Fix backslash-escaping multibyte chars in COPY FROM.

If a multi-byte character is escaped with a backslash in TEXT mode input, and the encoding is one of the client-only encodings where the bytes after the first one can have an ASCII byte "embedded" in the char, we didn't skip the character correctly. After a backslash, we only skipped the first byte of the next character, so if it was a multi-byte character, we would try to process its second byte as if it was a separate character. If it was one of the characters with special meaning, like '\n', '\r', or another '\\', that would cause trouble. One such exmple is the byte sequence '\x5ca45c2e666f6f' in Big5 encoding. That's supposed to be [backslash][two-byte character][.][f][o][o], but because the second byte of the two-byte character is 0x5c, we incorrectly treat it as another backslash. And because the next character is a dot, we parse it as end-of-copy marker, and throw an "end-of-copy marker corrupt" error. Backpatch to all supported versions. Reviewed-by: John Naylor, Kyotaro Horiguchi Discussion: https://www.postgresql.org/message-id/a897f84f-8dca-8798-3139-07da5bb38728%40iki.fi
author: Heikki Linnakangas <heikki.linnakangas@iki.fi> 2021-02-05 11:14:56 +0200
committer: Heikki Linnakangas <heikki.linnakangas@iki.fi> 2021-02-05 11:17:07 +0200
commit: c06632e48b3537f9a062f6c4686a730625a429fd (patch)
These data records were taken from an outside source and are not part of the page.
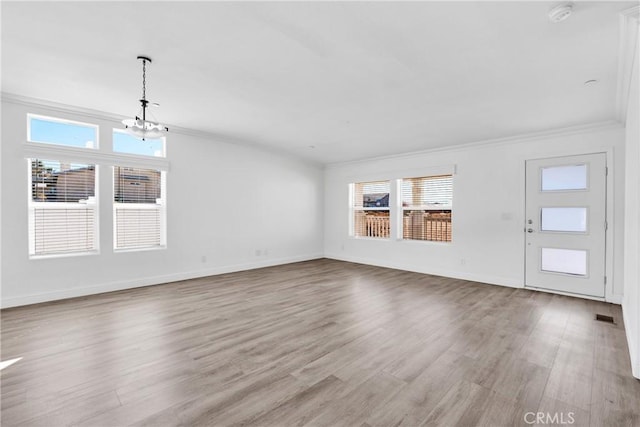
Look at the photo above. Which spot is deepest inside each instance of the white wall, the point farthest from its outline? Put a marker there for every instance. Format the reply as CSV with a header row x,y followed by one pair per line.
x,y
488,212
631,301
224,203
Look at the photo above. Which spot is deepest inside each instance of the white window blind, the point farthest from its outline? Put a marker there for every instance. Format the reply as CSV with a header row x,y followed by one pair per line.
x,y
138,208
371,209
62,208
427,206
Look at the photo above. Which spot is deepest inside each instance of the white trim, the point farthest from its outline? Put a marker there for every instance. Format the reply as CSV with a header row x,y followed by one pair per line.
x,y
632,344
173,129
497,142
48,151
568,294
147,281
627,50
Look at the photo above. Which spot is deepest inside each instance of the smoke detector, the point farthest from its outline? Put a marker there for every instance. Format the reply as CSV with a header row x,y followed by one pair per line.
x,y
561,12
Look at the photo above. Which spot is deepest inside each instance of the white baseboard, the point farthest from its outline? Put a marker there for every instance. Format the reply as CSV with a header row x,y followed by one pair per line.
x,y
492,280
147,281
632,344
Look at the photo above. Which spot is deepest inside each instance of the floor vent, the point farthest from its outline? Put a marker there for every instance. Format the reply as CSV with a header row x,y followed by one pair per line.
x,y
605,318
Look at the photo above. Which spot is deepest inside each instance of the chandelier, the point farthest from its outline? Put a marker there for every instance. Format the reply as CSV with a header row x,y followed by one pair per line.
x,y
140,127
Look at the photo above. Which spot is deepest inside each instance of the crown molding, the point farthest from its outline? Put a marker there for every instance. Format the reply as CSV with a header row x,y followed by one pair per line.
x,y
117,118
627,51
489,143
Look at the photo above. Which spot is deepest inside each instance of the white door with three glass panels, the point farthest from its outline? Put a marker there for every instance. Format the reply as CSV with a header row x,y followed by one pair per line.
x,y
566,224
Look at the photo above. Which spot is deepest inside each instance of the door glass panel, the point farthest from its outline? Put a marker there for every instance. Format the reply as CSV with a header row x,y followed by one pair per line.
x,y
572,177
563,219
569,261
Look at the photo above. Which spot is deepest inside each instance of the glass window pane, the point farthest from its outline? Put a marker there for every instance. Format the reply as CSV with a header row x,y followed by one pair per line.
x,y
564,219
569,261
572,177
55,181
62,133
125,143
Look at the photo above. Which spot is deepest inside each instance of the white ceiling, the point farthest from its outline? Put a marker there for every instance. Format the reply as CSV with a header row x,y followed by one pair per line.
x,y
352,79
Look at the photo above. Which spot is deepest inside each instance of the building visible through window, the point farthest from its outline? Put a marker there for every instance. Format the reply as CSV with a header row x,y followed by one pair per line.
x,y
371,209
427,204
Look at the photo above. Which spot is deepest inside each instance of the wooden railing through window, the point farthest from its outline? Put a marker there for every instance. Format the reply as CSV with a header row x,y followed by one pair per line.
x,y
416,225
435,227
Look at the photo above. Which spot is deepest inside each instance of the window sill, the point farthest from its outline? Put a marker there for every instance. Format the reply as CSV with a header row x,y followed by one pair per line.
x,y
148,249
64,255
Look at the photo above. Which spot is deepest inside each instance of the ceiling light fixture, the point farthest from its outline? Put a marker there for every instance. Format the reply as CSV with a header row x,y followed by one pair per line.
x,y
561,12
140,127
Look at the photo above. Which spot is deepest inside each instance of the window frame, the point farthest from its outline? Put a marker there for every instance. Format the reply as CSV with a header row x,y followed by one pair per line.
x,y
134,155
31,116
33,205
161,207
423,208
353,209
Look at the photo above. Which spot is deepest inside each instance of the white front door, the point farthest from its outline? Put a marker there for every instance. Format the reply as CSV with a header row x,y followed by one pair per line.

tree: 24c6bef58b50498c2bccf07b7484b3c9b030c86b
parent: 2671125c75c04f7abc4a87998959c197e99e34c6 (diff)
download: postgresql-c06632e48b3537f9a062f6c4686a730625a429fd.tar.gz
postgresql-c06632e48b3537f9a062f6c4686a730625a429fd.zip
1 files changed, 9 insertions, 1 deletions
diff --git a/src/backend/commands/copy.c b/src/backend/commands/copy.c
index a5528f8307f..b52081f1e96 100644
--- a/src/backend/commands/copy.c
+++ b/src/backend/commands/copy.c
@@ -3994,7 +3994,7 @@ CopyReadLineText(CopyState cstate)
 				break;
 			}
 			else if (!cstate->csv_mode)
-
+			{
 				/*
 				 * If we are here, it means we found a backslash followed by
 				 * something other than a period.  In non-CSV mode, anything
@@ -4005,8 +4005,16 @@ CopyReadLineText(CopyState cstate)
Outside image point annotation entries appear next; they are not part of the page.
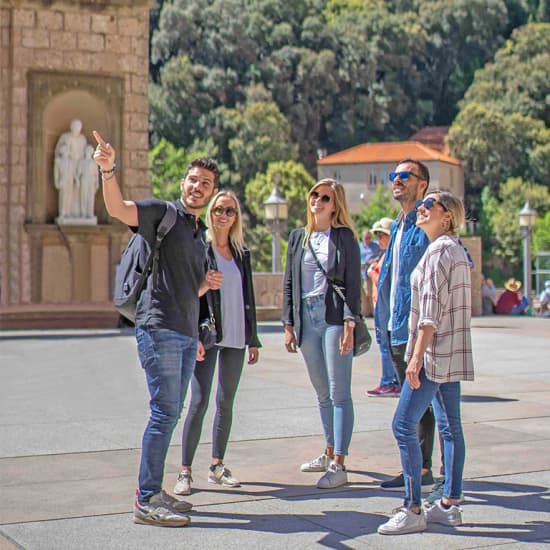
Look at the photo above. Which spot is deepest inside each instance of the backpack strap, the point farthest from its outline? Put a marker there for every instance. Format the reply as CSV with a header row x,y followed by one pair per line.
x,y
166,223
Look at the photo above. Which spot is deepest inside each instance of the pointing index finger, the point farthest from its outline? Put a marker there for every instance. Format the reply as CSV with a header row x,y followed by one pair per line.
x,y
98,138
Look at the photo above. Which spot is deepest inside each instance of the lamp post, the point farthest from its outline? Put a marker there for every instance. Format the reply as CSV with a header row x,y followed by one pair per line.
x,y
527,218
276,215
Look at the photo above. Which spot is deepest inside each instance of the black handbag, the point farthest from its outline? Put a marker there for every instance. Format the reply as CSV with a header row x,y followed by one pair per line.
x,y
362,340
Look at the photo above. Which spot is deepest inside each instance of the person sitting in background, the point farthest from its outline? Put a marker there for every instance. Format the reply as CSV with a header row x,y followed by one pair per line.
x,y
488,296
511,302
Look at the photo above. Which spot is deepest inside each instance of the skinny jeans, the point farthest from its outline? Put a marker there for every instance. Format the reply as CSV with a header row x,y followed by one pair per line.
x,y
329,372
230,366
445,400
426,424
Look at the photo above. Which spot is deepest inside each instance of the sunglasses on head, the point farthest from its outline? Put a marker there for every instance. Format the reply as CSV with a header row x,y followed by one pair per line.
x,y
403,176
428,204
220,210
324,198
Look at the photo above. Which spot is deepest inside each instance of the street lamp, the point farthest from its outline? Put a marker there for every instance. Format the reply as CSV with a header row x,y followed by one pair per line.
x,y
527,218
276,215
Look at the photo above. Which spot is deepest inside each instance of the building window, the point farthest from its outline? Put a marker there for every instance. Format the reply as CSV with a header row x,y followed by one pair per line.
x,y
373,176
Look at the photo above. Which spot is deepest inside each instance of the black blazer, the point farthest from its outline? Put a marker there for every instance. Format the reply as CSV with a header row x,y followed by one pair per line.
x,y
251,329
344,269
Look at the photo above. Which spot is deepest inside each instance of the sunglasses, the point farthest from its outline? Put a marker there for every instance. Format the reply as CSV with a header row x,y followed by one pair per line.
x,y
428,204
324,198
220,211
403,176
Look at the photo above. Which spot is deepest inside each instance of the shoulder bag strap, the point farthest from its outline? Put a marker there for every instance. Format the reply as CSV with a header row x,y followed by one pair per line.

 				 * backslashes are not special, so we want to process the
 				 * character after the backslash just like a normal character,
 				 * so we don't increment in those cases.
+				 *
+				 * Set 'c' to skip whole character correctly in multi-byte
+				 * encodings.  If we don't have the whole character in the
+				 * buffer yet, we might loop back to process it, after all,
+				 * but that's OK because multi-byte characters cannot have any
+				 * special meaning.
 				 */
 				raw_buf_ptr++;
+				c = c2;
+			}
 		}
 
 		/*
author	Heikki Linnakangas <heikki.linnakangas@iki.fi>	2021-02-05 11:14:56 +0200
committer	Heikki Linnakangas <heikki.linnakangas@iki.fi>	2021-02-05 11:17:07 +0200
commit	c06632e48b3537f9a062f6c4686a730625a429fd (patch)
tree	24c6bef58b50498c2bccf07b7484b3c9b030c86b
parent	2671125c75c04f7abc4a87998959c197e99e34c6 (diff)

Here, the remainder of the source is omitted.